Una propuesta del Gobierno nacional encendió el debate en todo el país. La idea de pagar un salario mínimo a personas privadas de la libertad en las cárceles de Colombia ha generado molestia y rechazo en amplios sectores de la ciudadanía.

La iniciativa, impulsada desde el Ministerio de Trabajo, plantea que los internos que realicen labores dentro de los centros penitenciarios reciban un pago formal, con acceso a seguridad social e incluso cotización a pensión. Según el Gobierno, esto busca dignificar el trabajo carcelario y facilitar la resocialización.

Sin embargo, la reacción no se hizo esperar. Para muchos colombianos, la medida resulta difícil de aceptar en un país donde millones de ciudadanos trabajan largas jornadas sin alcanzar un salario digno o ni siquiera consiguen empleo.

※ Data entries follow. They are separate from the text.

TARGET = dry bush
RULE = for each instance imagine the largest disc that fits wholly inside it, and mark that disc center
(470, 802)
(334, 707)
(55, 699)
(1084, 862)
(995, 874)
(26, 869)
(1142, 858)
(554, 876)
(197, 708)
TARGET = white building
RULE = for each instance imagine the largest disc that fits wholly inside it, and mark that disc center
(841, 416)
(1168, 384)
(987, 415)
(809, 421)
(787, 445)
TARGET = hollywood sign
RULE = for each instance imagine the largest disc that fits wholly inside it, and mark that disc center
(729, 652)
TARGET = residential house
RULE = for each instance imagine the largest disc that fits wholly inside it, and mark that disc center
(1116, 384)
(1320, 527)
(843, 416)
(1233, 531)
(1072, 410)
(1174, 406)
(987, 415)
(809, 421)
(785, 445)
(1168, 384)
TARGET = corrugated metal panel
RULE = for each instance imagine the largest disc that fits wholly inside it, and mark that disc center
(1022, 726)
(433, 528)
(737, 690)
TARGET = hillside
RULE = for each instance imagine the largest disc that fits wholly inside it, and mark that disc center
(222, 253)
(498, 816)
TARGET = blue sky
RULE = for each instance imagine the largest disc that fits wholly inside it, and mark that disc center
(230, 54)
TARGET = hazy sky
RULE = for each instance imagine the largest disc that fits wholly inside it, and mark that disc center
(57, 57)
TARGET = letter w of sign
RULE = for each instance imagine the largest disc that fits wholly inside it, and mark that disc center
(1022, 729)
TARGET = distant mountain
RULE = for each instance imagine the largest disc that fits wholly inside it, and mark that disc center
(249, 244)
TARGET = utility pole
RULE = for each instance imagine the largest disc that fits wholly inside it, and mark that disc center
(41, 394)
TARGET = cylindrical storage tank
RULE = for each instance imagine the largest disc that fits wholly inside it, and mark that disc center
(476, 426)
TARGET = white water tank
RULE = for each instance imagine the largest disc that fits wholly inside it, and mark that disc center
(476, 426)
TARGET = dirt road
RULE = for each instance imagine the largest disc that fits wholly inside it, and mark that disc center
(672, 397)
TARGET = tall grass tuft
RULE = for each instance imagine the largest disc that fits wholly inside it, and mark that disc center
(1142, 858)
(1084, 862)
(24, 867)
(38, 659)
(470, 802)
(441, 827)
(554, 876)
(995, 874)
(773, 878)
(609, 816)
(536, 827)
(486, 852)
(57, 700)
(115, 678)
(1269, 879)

El proyecto contempla que los reclusos participen en actividades como agricultura, manufactura y servicios, recibiendo beneficios similares a los de un trabajador formal. Pero la gran pregunta que surge es: ¿de dónde saldrá el dinero y bajo qué criterios se aplicará?

Mientras el Gobierno defiende la propuesta como una apuesta por los derechos humanos y la reducción de la reincidencia, críticos advierten que podría enviar un mensaje equivocado a la sociedad y generar aún más inconformidad social.

Hoy, más que una política pública, el tema se ha convertido en un detonante de indignación: ¿debe el Estado priorizar estos beneficios para quienes están en prisión mientras miles de colombianos luchan día a día por sobrevivir?